A young motorist from the Clonmel area had a very lucky escape in Carrick-on-Suir last week when a teleporter came off the back of a lorry and struck her car as she drove past.
Gardai are investigating the freak accident that happened close to the railway bridge on the Pill Road around 12.30am last Wednesday, December 14 and have appealed to witnesses to the crash to contact Carrick-on-Suir Garda Station.
The driver of the Toyota car, that was destroyed in the accident, fortunately walked out of the vehicle. She was taken to Waterford Regional Hospital as a precaution for treatment for shock and any injuries
The truck transporting two John Deere tractors and the teleporter was travelling in the direction of Waterford and when it went under the rail bridge, it’s believed part of its load struck the safety beam across the eye of the bridge.
After passing through the bridge, the teleporter came off the trailer and struck the front of the passing car travelling in the opposite direction. Local resident Pat Lyons who took the photographs of the aftermath of the accident, was cycling on the busy N24 road when he came upon the accident scene.
He said the teleporter struck the front of the car, bounced over the top of the vehicle and then hit the back of the car.
“Only that the driver lay down across the passenger seat and the air bags came out it could have been much worse. She walked out of the car into the ambulance”.
Mr Lyons said the accident highlights the pressing need for a bypass of Carrick-on-Suir.

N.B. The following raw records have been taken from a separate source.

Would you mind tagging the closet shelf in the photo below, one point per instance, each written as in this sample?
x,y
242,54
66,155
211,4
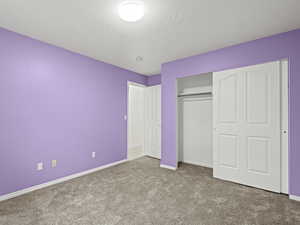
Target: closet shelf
x,y
195,94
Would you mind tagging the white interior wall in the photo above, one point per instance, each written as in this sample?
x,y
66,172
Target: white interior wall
x,y
136,121
195,127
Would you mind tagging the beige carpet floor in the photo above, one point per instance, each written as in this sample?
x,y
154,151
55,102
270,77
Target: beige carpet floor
x,y
140,193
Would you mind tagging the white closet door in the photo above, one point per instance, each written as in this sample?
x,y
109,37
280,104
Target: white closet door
x,y
247,125
153,121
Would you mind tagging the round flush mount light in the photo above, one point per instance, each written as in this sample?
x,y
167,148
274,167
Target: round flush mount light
x,y
131,11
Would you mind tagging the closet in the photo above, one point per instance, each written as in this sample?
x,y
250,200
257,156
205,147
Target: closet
x,y
236,122
195,120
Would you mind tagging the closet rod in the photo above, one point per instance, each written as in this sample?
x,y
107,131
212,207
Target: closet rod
x,y
195,94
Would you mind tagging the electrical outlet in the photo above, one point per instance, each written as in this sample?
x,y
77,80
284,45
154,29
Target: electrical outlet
x,y
54,163
39,166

In the meantime, he believes the Road Safety Authority should examine improving safety precautions in the area around the rail bridge as there has already been one previous serious accident at this location. He has contacted several local councillors and urged them to secure road safety improvements.
He believes the warning signs about the rail bridge for lorry drivers is currently too close to the bridge to give them time to prepare.
Drivers must also be sure their load will comfortably go under this bridge before starting their journey and make alternative arrangements if they have any doubt, he said.
Mr Lyons expressed particular concern about the safety of the pedestrian footpath underneath the bridge and pointed out that only 10 minutes after the accident at least 100 school children walked up that road.
He said whenever he saw a large truck approaching the bridge, he stayed well clear of the area until it had gone because of the dangers.
Mr Lyons fears that someone will be killed at the rail bridge before action is taken to improve safety there.
“If something isn’t done, there will be a death there. It’s going to happen,” he warned.